En avion, en train ou en voiture, ils sont partis soudainement, avec une valise pour tout bagage. Depuis le début de l'invasion de l'Ukraine, décidée par Vladimir Poutine le 24 février, de nombreux Russes ont quitté leur pays. La guerre et ses bombardements étaient pourtant à des milliers de kilomètres de leur quotidien.
Certains ont toutefois redouté la crise économique, conséquence des sanctions occidentales infligées à Moscou. D'autres ont fui la répression mise en place par le pouvoir. Des ressortissants étrangers ayant fondé une famille en Russie ont fait le même choix, suivant les recommandations de leurs gouvernements respectifs.
Un Français et quatre Russes racontent à franceinfo pourquoi ils ont choisi l'exil, déracinant leur famille ou la laissant derrière eux.
Nikita, 26 ans, exilé à Paris : "Je ne voulais pas prendre le risque d'être mobilisé"
"Lorsque la guerre a commencé, je me suis trouvé dans un état constant d'anxiété. En Russie, les perspectives n'étaient déjà pas très réjouissantes pour un libéral comme moi. Ma petite amie est française, j'ai étudié en Europe et je travaillais pour une entreprise américaine à Saint-Pétersbourg. Même si je ne suis pas activiste, j'avais dans mes plans, à plus ou moins long terme, de trouver un emploi à l'étranger et de déménager. Sans urgence.
L'invasion de l'Ukraine a tout changé. J'ai réalisé que les frontières risquaient d'être fermées, que l'économie russe allait être durement touchée, que la censure allait atteindre un niveau sans précédent... Surtout, je ne voulais pas prendre le risque d'être mobilisé pour la guerre en Ukraine. Lorsque la dernière radio indépendante de Moscou a été fermée par les autorités, mon père m'a dit : 'Il est temps que tu partes.'
"En quelques jours, le pouvoir a montré que la Russie était devenue un pays hostile pour les gens qui ont des opinions comme les miennes."
à franceinfo
L'espace aérien européen était déjà fermé aux avions russes et de nombreuses compagnies étrangères avaient arrêté de desservir notre pays. Heureusement, il n'y a que 200 km entre Saint-Pétersbourg et la Finlande, où j'ai des amis. J'ai la chance d'avoir un visa finlandais. Le 5 mars, j'ai pris les euros qu'il me restait, mis mon ordinateur et quelques vêtements dans un sac à dos et embarqué dans un train pour Helsinki. La première chose que j'ai faite en sortant de la gare, c'est aller manifester contre la guerre en Ukraine.

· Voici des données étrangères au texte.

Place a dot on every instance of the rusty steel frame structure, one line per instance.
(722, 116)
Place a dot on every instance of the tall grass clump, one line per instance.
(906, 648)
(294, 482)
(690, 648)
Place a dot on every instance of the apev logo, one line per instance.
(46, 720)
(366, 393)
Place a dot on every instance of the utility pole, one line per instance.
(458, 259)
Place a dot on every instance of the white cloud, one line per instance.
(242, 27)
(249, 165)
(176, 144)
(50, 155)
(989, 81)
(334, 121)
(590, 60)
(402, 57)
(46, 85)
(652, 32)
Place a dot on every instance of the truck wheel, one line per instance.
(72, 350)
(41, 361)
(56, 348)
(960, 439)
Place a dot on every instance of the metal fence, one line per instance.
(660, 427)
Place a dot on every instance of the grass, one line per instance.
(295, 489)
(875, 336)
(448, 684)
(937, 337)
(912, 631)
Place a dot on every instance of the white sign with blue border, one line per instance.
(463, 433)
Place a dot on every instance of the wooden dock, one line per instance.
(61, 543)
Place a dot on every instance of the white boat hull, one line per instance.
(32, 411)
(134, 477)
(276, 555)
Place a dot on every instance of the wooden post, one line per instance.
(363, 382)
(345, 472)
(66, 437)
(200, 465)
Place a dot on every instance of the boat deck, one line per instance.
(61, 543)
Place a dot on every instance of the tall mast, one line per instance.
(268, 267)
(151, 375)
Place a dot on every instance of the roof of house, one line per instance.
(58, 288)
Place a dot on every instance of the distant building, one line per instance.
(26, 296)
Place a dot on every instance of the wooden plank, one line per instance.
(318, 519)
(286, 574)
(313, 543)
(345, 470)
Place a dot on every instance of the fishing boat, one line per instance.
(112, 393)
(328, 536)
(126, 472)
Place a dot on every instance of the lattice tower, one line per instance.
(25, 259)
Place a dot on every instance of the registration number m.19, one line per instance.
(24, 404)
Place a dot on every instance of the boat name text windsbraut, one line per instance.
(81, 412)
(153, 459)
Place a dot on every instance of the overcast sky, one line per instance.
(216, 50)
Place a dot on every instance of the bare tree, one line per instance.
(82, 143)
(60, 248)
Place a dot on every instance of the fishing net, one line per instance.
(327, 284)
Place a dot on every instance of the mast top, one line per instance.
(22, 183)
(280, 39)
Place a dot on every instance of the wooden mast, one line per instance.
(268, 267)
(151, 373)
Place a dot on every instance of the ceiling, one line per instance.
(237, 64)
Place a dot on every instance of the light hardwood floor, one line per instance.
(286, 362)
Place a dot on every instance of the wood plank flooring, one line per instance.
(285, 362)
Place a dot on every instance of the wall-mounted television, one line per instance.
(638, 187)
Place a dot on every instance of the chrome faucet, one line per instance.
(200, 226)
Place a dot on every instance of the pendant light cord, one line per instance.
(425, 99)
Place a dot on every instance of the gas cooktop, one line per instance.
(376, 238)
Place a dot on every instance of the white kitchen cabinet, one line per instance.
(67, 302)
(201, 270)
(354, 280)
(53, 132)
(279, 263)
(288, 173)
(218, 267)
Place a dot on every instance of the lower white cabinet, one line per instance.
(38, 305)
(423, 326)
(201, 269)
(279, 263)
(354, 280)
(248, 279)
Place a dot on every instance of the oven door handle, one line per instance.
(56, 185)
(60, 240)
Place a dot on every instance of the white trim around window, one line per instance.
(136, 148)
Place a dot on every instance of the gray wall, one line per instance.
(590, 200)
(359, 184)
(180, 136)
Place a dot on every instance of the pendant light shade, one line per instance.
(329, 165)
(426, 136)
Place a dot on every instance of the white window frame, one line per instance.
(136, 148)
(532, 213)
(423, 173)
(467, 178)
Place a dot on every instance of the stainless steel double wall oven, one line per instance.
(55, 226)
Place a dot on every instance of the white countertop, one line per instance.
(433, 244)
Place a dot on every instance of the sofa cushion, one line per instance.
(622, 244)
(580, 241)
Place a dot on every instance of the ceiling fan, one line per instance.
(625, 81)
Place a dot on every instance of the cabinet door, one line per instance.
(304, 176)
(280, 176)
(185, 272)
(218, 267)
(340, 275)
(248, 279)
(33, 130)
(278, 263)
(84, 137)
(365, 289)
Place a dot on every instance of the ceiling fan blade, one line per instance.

Désormais, j'ai rejoint ma petite amie à Paris. J'habite avec elle mais l'argent va rapidement devenir un problème : sans permis de séjour, je ne peux pas chercher de travail en France. J'aimerais pouvoir retourner en Russie un jour, lorsque Poutine ne sera plus au pouvoir. Mais il est impossible de savoir quand ce sera possible."
Vlad, 50 ans, exilé en région parisienne : "Nous ne pouvions pas prendre le risque de finir en prison"

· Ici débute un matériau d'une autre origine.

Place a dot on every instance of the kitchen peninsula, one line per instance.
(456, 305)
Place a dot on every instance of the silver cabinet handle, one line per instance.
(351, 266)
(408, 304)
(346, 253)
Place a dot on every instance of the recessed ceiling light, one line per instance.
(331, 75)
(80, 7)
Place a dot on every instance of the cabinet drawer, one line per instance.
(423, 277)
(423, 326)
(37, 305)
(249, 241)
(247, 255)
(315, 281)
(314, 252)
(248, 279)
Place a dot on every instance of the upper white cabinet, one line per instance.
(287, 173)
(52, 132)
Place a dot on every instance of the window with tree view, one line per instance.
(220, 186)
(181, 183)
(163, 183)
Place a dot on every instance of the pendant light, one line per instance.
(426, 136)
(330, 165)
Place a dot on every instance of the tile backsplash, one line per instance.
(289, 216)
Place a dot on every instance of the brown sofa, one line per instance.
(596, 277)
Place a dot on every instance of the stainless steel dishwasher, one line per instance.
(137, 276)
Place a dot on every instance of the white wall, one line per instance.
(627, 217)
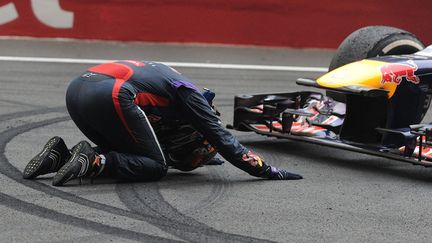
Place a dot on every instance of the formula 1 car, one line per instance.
(374, 102)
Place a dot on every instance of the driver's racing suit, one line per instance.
(117, 106)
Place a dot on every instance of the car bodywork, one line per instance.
(384, 100)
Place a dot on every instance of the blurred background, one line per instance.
(281, 23)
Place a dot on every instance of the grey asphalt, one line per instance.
(344, 196)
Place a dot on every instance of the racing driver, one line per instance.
(122, 107)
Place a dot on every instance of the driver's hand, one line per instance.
(273, 173)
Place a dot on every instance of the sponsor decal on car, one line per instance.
(394, 72)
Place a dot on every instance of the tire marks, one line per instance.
(151, 208)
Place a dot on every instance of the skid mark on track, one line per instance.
(146, 198)
(7, 169)
(199, 231)
(43, 212)
(220, 188)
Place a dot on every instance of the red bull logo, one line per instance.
(394, 72)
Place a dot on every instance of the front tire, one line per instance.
(372, 41)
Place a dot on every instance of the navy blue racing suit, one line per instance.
(116, 104)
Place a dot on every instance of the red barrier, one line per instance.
(292, 23)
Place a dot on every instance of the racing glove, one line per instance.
(268, 171)
(273, 173)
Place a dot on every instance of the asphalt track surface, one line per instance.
(344, 196)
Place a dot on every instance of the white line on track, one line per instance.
(173, 64)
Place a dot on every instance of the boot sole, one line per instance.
(65, 174)
(33, 167)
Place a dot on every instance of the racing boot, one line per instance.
(52, 157)
(83, 163)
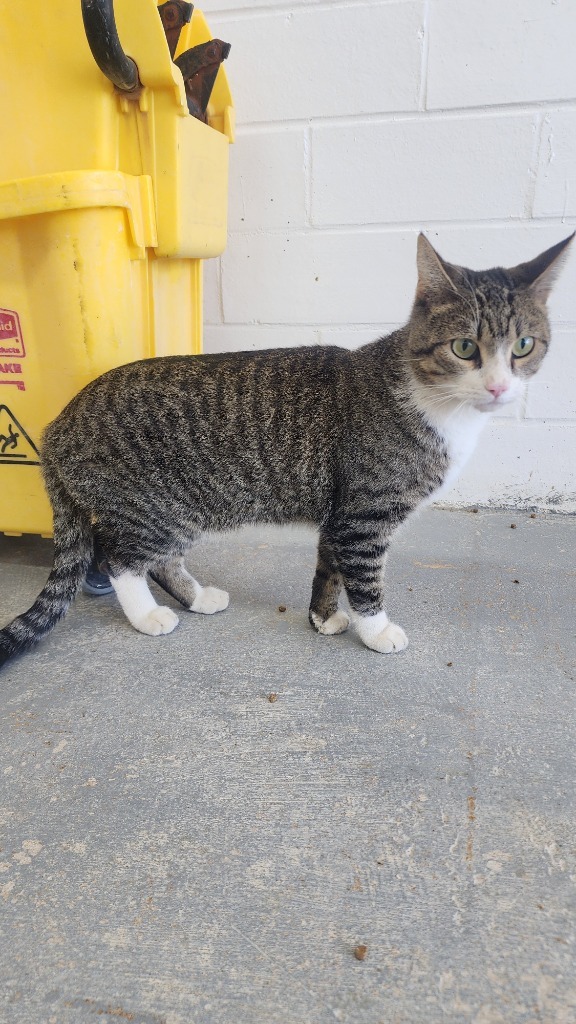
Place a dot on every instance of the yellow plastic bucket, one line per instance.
(108, 206)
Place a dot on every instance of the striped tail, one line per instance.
(73, 552)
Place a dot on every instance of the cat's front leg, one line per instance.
(361, 557)
(324, 614)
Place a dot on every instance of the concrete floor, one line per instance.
(178, 848)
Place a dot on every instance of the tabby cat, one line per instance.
(153, 454)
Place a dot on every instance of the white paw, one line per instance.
(333, 625)
(158, 621)
(391, 639)
(209, 600)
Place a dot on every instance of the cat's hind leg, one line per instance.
(176, 581)
(324, 614)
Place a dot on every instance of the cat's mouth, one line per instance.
(488, 402)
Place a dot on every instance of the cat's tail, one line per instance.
(73, 552)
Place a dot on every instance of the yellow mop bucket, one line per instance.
(111, 196)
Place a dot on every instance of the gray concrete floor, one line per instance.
(177, 848)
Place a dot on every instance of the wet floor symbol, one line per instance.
(16, 449)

"La vie en Russie devenait de plus en plus dangereuse pour ma famille. Je suis producteur de documentaires et ma femme est activiste et actrice avec le Teatr.doc [un théâtre indépendant critique du Kremlin]. Lorsqu'on a vu que la répression de l'opposition se durcissait encore, que la police allait frapper aux portes de ceux qui manifestaient contre la guerre, nous avons décidé de quitter le pays. Nous avons une fille de 12 ans et un fils de 18 mois, nous ne pouvions pas prendre le risque de finir en prison.
"Le régime de Vladimir Poutine a montré sa vraie nature : il se dirige de plus en plus vers la dictature. Je ne voulais pas que mon fils grandisse dans un pays où l'école lui enseigne la propagande du gouvernement."
à franceinfo
Par miracle, nous avons réussi à obtenir un visa pour mon fils en urgence. Le 7 mars, on est partis en laissant tout derrière nous : notre appartement à Moscou, notre voiture, nos affaires... Nous avons seulement pris ce qui tenait dans quatre valises et embarqué sur un vol pour Istanbul.
C'est une nouvelle réalité à laquelle il est difficile de s'ajuster. Heureusement, j'ai des amis en France qui nous ont aidés à venir jusqu'en région parisienne et peuvent nous héberger quelque temps. Mais il reste beaucoup de démarches à accomplir : ouvrir un compte en banque, essayer de voir comment je peux travailler ici... Peut-être que plus tard nous irons nous installer ailleurs ou qu'un jour il sera possible de retourner en Russie. A ce stade, il est impossible de nous projeter. Au moins, en France, ma famille est en sécurité."
Nigina, 38 ans, exilée à Istanbul : "Cette valise, c'est toute ma vie désormais"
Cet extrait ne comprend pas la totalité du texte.